Dans la région de Lyon, seuls les professionnels de l’urgence sociale se sont émus de cette nouvelle manière de comptabiliser les sans-abri et donc, in fine, d’héberger ou pas des personnes.
Au cours d’une conférence de presse qui s’est tenue ce mercredi soir, le Collectif des Associations Unies (regroupant notamment la Fondation Abbé Pierre, la Fédération des acteurs de la solidarité, la Cimade et Médecins du Monde), a tenu à contester ces « 56 personnes à la rue » en Auvergne-Rhône-Alpes.
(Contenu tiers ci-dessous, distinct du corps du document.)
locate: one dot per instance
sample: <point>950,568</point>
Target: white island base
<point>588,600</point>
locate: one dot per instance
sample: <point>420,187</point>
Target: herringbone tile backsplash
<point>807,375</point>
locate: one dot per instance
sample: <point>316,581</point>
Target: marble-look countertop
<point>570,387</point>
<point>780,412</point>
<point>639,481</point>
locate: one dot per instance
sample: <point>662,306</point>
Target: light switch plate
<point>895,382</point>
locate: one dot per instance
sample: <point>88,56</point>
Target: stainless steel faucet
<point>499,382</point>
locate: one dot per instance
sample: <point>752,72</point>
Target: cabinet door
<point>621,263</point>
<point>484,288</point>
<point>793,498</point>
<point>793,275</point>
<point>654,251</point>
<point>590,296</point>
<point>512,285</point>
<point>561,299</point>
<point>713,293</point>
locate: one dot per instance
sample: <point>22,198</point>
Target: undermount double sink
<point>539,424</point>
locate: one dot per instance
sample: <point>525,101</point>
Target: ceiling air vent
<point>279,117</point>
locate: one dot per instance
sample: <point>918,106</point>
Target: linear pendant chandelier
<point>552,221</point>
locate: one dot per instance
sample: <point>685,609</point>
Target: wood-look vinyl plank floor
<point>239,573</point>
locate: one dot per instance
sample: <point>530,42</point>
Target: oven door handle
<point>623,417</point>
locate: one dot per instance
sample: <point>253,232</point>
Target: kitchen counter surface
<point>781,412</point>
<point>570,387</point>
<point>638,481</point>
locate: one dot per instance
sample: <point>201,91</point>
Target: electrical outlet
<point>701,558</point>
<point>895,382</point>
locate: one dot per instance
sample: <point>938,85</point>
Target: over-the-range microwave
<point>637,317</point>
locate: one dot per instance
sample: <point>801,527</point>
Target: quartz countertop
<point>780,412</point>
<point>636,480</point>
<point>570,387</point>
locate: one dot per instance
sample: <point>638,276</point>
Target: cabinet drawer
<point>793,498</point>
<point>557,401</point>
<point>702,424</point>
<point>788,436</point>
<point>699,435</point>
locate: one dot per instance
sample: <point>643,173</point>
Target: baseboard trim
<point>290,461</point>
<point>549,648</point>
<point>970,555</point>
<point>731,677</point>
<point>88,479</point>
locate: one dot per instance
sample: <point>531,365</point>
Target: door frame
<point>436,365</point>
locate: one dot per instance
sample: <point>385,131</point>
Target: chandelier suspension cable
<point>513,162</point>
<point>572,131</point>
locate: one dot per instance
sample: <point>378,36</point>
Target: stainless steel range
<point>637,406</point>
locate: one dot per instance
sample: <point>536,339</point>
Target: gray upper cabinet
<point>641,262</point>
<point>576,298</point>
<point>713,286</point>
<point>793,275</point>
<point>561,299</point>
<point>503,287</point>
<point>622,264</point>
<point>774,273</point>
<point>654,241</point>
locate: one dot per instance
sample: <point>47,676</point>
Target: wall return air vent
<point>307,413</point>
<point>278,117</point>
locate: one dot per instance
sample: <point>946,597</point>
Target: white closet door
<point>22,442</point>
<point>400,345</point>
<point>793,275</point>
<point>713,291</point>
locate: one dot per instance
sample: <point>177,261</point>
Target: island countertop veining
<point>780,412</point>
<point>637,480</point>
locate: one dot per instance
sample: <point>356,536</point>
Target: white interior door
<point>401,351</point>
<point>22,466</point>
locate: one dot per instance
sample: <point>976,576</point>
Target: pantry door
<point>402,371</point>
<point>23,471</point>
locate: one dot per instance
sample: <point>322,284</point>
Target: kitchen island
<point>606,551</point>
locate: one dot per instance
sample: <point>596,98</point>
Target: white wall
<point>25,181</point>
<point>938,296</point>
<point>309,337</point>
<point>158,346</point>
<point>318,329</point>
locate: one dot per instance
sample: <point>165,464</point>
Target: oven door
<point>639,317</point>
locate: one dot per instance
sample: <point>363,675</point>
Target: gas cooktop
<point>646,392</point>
Un nombre « très largement sous-estimé » :
« Cette même semaine sur Lyon, 2257 personnes ont appelé le 115 pour avoir une place d’hébergement, 1949 personnes déclaraient avoir dormi à la rue la veille. 1725 demandes n’ont pas pu être pourvues (chiffres fin février/début mars, ndlr). A Grenoble, pour le mois de Mars, 708 personnes dont 222 mineurs ont sollicité le 115, parmi elles 512 personnes dont 159 mineurs n’ont pas eu de solutions d’hébergement d’urgence. Ces chiffres ne prennent pas en compte toutes les situations, celles des autres villes de la région, celles des mineurs non accompagnés non éligibles au 115, et celles des personnes épuisées d’appeler quotidiennement sans espoir de solution d’hébergement. »
Fin janvier, nous avions demandé au préfet à l’égalité des chances, Emmmanuel Aubry pourquoi il ne prenait pas en compte ces « sans solution » du 115 comme indicateur du nombre de sans-abri. Il nous avait répondu que, pour la préfecture, ce ne sont pas des gens « dans la rue », comme dirait Emmanuel Macron.
« Ces personnes peuvent être dans un squat ou hébergées chez des gens. »
« Faire disparaître les plus visibles de l’espace public »
« Jamais sans toit » (et les autres associations et collectifs) demandent que l’Etat applique la loi et que les familles ne soient pas remises à la rue.
Jeudi, « Médecins du Monde » organise dans toute la France une journée d’action nationale « pour sensibiliser le grand public et interpeller les décideurs sur les conséquences du mal-logement sur la santé ». A Lyon, elle a lieu place des Terreaux dès 9h30.
Le collectif formé autour du squat « Amphi Z » à Villeurbanne appelle à une manifestation samedi « contre toutes les expulsions ». Départ à 10h30 au métro Charpennes pour marcher jusqu’à Cusset, jusqu’au bâtiment qui continue d’être occupé malgré un incendie.
Deuxième explication possible de ces faibles chiffres officiels de sans-abri en Auvergne-Rhône-Alpes : l’application des critères de priorité.
Pascale Blanchetière, déléguée régionale de la Fédération des acteurs de la solidarité (qui regroupe les associations qui gèrent les structures d’hébergement d’urgence et le Samu social), reconnaît que l’Etat en région Auvergne-Rhône-Alpes a fait d’importants efforts, notamment pour le plan froid avec la mobilisation de 4206 places contre 2878 l’année dernière. Mais elle ajoute :
« Les critères de priorisation et d’accès à l’hébergement (enfants de moins de trois ans dans les départements les plus sous tension), s’adaptent aux moyens financiers et matériels, et non aux besoins réels. Cette priorisation a pour conséquence une invisibilité des personnes dites « non prioritaires », dans la gestion des données officielles ».
Au cours de cette même conférence de presse, les professionnels de l’urgence sociale et le représentant de « Jamais sans toit » (le collectif de parents d’élèves et d’enseignants) ont pointé cette volonté de « faire disparaître des statistiques plutôt que de tenir la promesse d’Emmanuel Macron de zéro SDF ».
Dans son communiqué, le Collectif des associations unies demande prioritairement « aux autorités » le recensement de toutes les personnes à la rue.
Plus globalement, toutes les associations et les collectifs citoyens redoutent, comme chaque année, la remise à la rue des personnes hébergées dans le cadre du plan froid. Il s’agit de plus de 3000 personnes en Auvergne-Rhône-Alpes.
Le ministre de la cohésion des territoires, Jacques Mézard, a annoncé le 30 mars que 5 000 places allaient être pérennisées sur le plan national.
La préfecture de région communiquera sur le sujet le 3 avril.